A lesser known fact about me is that I cut my teeth on Disney movies. Hardly a year when by, and I was escorted by my hip Aunt Margy to the theaters on opening weekend to buy a small popcorn, a small cherry coke, and a ticket to Neverland, Prideland Rock, or Agrabah. It is safe to say, tucked under my belt is a wealth of knowledge regarding movie details - characters, plots, and the oh-so-singable songs. Sing with me, now "I wanna be where the people are... I wanna see, wanna see them dancing...
Considering a long resume of Disney film viewings, I assumed I had most of the movies memorized. The songs most certainly help wit that. This assumption was proved incorrect, however, the last time I watched Cinderella again. I caught an aspect of the plot that never seemed of significance to me.
At a particular point in the story, Cinderella has just escaped from being locked her in room to come present herself to the Grand Duke. Previously, to both his dismay and the dismay of the evil stepmother, the glass slipper failed to fit either of Cinderella's ridiculous stepsisters. Now, this was the young, mistreated girl's chance. Because, of course, her feet were made to fit the slipper. So, as they all settle into the surprise of her entry into the room, the Grand Duke moves to fit the slipper on Cinderella's feet. In a moment of pure hatred, her God-awful stepmother trips the man and the glass slipper falls and shatters in the midst of the crowd. A dream that should have been Cinderella's alone appears, atleast to those viewing, to have slipped away and been utterly destroyed. And here is where I forgot what happens next. Or perhaps, did not see the need to remember the way I do now.

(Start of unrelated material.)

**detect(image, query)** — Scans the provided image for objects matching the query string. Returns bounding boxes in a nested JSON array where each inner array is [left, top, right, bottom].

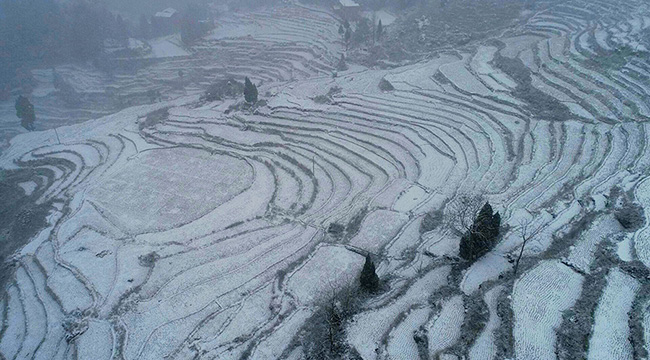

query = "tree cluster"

At a moment of sheer ruin, Cinderella reaches behind her apron and pulls out the other matching slipper. She had it all along. It was her's and there was little to argue with that. In fact, it was the one thing left to her after the spell had been broken at midnight, the night of the ball; the dress and even the mice-turned-horse-drawn pumpkin carriage lasted but an evening. But the slipper remained.
I think this part of the story, and the story as a whole, speaks a great deal to the theme of becoming or being beautiful. There exists a beauty given to each of us that may indeed fit a role in this world, whether vocational or relational, but nonetheless lives in us and is innately ours, though we often forget. And this beauty is often expressed or displayed outwardly, hopefully to brighten and inspire the lives of those around us. It is fragile, though. Beauty, at times, seems to fall and crash before our eyes like that very same glass slipper - taken from us in moment of greatest need. Because of our world, our culture, and the hand of the enemy in both, we are left to believe that in a moment of pain, of failure, of fear, or of attack - that it is gone and that all dreams completely destroyed.
But that is just not so. Because nestled somewhere deep, whether in folds of an apron or of our hearts, is the other glass slipper - the beauty that is ours, that fits each of us uniquely, and that inspires dreams that only God can make come true its revealing.